Traveling is great. Baggage is not. Nothing cramps your style on a trip like hauling around a wheelbarrow of “necessities.” But how do you know what you really need to bring? We asked the experts: The Stanford Travel/Study staff have taken alumni all over the world — more than 162 countries and counting. And they do it gliding effortlessly on the wheels of a carry-on suitcase. Here are their secrets for packing lightly and efficiently, no matter what your destination.
1. Choose the right carry-on
Trip leaders were unequivocal on this point: Many trips can be made with just a carry on-size bag, and whenever possible, that’s the route they go. Choose the lightest-weight suitcase possible. Soft-sided vs. hard-sided is a personal choice, our experts say, and each has their benefits. If you choose a hard-sided case, look for one made from a lightweight and durable material, such as aluminum or polycarbonate. You can look for features that make your carry-on work for you, like a built-in battery to charge your devices on the go, or electronic bag tags in the event you do need to check it. Just don’t get black — it’ll blend in with everyone else’s (so not helpful, and so not you). If you are carrying onto a plane, you still get one additional personal item, such as a backpack. Utilize that space.
2. Embrace Cubism
Packing cubes are a must if you want to travel with a carry-on sized bag for more than a short trip, our experts say. Packing cubes are zippered fabric containers that organize your items and help you fit more into your luggage. Roll your (wrinkle-resistant!) clothes rather than fold them to save space. And if you travel frequently, having a system for what goes in each cube is helpful. “Red is pants and striped is dress tops,” explains Emily Casperson, senior manager, operations. Even when she unpacks, Casperson says, she leaves her clothing and other items in their cubes. “If I’m in a dark hotel room or I’m trying to rush to get something, everything’s organized, I’m not trying to figure out how it’s going to fit in again. And I won’t leave something behind by accident.”
3. Edit layers
Ever return from a trip and realize you had the same sweatshirt on in every single picture? You may have overpacked your underlayers. Our trip leaders point out a few T-shirts or undergarments can often be ditched to create space for items that are more difficult to buy or wash en route, such as warm outer layers. Your thin layers can be washed, dried and worn again during the trip (even in a hotel sink, if needed). Are you taking a trip that is going to require next-level efficiency? Pack an all-in-one biodegradable liquid soap to clean everything from your hair to your jeans.
4. Beware of shoe creep
Our experts were firm: two pairs of shoes. For most trips this means one pair of comfortable walking shoes and one pair that can be worn for dressier occasions. Ballet flats were a popular choice for the women because they can be dressed up or down and take up little space. Men in our group chose a nicer pair of shoes that could be paired with khakis or jeans.

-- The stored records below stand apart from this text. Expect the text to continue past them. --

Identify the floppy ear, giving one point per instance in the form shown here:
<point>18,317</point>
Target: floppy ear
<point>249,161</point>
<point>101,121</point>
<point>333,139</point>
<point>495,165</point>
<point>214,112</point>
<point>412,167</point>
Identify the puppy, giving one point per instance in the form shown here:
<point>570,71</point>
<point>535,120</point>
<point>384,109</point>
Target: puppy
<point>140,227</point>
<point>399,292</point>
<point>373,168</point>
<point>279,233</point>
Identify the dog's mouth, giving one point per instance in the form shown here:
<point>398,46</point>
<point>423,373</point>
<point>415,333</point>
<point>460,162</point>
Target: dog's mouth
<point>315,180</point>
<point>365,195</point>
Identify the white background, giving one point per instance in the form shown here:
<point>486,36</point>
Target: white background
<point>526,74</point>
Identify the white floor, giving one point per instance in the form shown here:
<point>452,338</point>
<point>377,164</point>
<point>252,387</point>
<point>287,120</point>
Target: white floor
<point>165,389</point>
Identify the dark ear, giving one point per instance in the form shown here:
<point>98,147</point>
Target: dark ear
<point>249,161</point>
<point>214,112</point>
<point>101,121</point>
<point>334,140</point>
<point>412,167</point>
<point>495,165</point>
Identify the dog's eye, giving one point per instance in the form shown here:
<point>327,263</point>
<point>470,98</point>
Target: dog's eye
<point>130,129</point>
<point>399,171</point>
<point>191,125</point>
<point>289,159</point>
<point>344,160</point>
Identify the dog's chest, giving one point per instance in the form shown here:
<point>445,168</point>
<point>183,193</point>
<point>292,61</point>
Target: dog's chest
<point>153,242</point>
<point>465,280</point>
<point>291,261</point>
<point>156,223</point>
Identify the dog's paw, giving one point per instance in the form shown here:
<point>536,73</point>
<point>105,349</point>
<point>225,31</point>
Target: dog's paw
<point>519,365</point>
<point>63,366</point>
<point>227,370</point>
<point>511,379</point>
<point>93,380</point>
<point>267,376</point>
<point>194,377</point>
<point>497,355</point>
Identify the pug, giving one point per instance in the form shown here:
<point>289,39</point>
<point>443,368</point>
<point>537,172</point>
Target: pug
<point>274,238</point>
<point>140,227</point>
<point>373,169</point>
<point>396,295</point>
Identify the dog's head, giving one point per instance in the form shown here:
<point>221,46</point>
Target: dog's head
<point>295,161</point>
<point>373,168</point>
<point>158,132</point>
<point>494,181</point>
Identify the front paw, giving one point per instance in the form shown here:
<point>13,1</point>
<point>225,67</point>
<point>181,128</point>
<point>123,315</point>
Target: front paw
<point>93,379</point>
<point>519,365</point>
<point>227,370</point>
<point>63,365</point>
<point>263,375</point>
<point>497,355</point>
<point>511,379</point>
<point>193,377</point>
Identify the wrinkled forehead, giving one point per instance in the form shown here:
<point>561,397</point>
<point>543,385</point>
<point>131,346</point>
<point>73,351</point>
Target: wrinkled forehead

5. Stick to a color scheme
Bring fewer pants and more tops to give the illusion of more outfits, and coordinate everything you bring to mix and match together. Women, you can’t go wrong with an all-black outfit. Bring various accessories for pairing, including something sparkly for an impromptu dressier outing. Men, a tie and a v-neck cashmere sweater will dress up a button-down shirt without taking much space. Alternatively, if you’re bringing a suit jacket or blazer (you can wear it on the plane to save space), Brett Thompson, ’83, director of Travel/Study, suggests dressing it up with perhaps the most space-saving accessory of all: a pocket square.
6. You don’t need to bring it all
There are exceptions. But most of the time, anything you really need can be obtained at your destination — which means less pressure to pack it all. You might use the hotel toiletries and hair dryer rather than pack your own. Some hotels even provide workout gear, particularly if you are part of a credit card program. And sometimes, the right call is to buy items when you arrive (diapers for a young child, your favorite sunblock) if you know you can find them easily and will have the time to spare.
7. Make room for little luxuries
Everyone has something they can’t leave home without. Packing light means you have room for the items that are essential for your personal comfort. You may want an extension cord in your bag so you can charge your devices while using them comfortably. A tablet can hold all your essential reading material and takes up very little space. A reusable water bottle might be a must. For Christie Goeller, senior manager, client relations, a pair of gloves is the key add. “It’s my secret weapon. I think a lot of people, me included, get cold on a plane. Gloves are so small and easy to pack and they make such a difference.” Whatever your luxury item, by maximizing space all around, you’ll have room for the things that make traveling great for you.
8. A little extra space is #goals
Travel/Study leaders have sent out 1,069 alumni trips just since the year 2000 and they say nothing goes back into the suitcase the same way at the end of the trip. (A space-saving compression bag for dirty laundry can help.) So if you’ve got room in your suitcase, don’t fill it up. It will be helpful if you pick up gifts or something special for yourself.